The NAI assay was used to investigate the effect of the introduced amino acid substitutions on drug susceptibility. The resulting NA inhibition profiles for oseltamivir and zanamivir are shown in Table 2. A/Texas/12/2007 (H3N2 119E) and A/Texas/12/2007 (H3N2 119 V) were used as control viruses in the drug sensitivity test. The E119V mutation in N2 has been reported to significantly reduce the sensitivity of the virus to oseltamivir but not to zanamivir. The data in this study were consistent with previous reports. Rg006-NA292R virus, which encodes 119E, 246A and 274H in the NA protein, is sensitive to oseltamivir (mean IC₅₀ (nM) ± SD, 1.24 ± 0.01) or zanamivir (mean IC₅₀ (nM) ± SD, 1.50 ± 0.10). However, the substitution E119V in the NA protein induced a mean 90.77-fold increase in the IC₅₀ of oseltamivir (mean IC₅₀ (nM) ± SD, 112.55 ± 17.25). In addition, the substitution H274Y in the NA protein induced a mean 23.40-fold increase in the IC₅₀ of oseltamivir (mean IC₅₀ (nM) ± SD, 29.01 ± 0.18). Furthermore, the substitution A246T in the NA protein induced a mean 10.97-fold increase in the IC₅₀ of zanamivir (mean IC₅₀ (nM) ± SD, 16.46 ± 0.59). The 292 K in the NA protein induced a mean 3686.29-fold increase in the IC₅₀ of oseltamivir (mean IC₅₀ (nM) ± SD, 4571 ± 54.7) and a mean 21.68-fold increase in the IC₅₀ of zanamivir (mean IC₅₀ (nM) ± SD, 32.52 ± 4.53). 292 K in the NA protein of HPAI H7N9 virus induced high and multiple-drug resistance. In conclusion, the reverse genetically constructed HPAI H7N9 viruses containing 292 K, 119 V, 274Y or 246 T in NA could reduce the sensitivity of viruses to oseltamivir or zanamivir.

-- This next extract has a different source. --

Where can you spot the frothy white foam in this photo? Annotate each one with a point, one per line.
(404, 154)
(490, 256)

To test the effect of the NAI resistance mutations on the growth characteristics of the virus, we determined infectious titers in MDCK cells. MDCK cells were infected at an MOI of 0.001 with the recombinant viruses to allow multicycle replication. At time points 0, 18, 24, 48, 72 and 96 h post-infection, viral titers were determined on MDCK cells. Virus kinetics experiments showed that the rg006-NA119V, rg006-NA246T and rg006-NA274Y viruses have similar growth kinetics to viruses containing 119E, 246A and 274H in MDCK cells (Fig. 1). No significant difference in infectious titers in MDCK cells was observed (except for rg006-NA274Y at 96 h, P<0.05). This implies that the mutations studied did not have much of an effect on the growth characteristics of the viruses in MDCK cells, even if some mutations strongly decreased the NA activity of the virus (data not shown). The yields of rg006-NA292K were significantly lower than those of rg006-NA292R at 24, 48, 72 and 96 h (P<0.05). However, rg006-NA292K still maintains a considerable level of replication in MDCK cells. Overall, all tested NAI-resistant viruses were capable of replicating in MDCK cells. Rg006-NA119V, rg006-NA246T and rg006-NA276Y showed comparable replication capacity to their sensitive counterparts.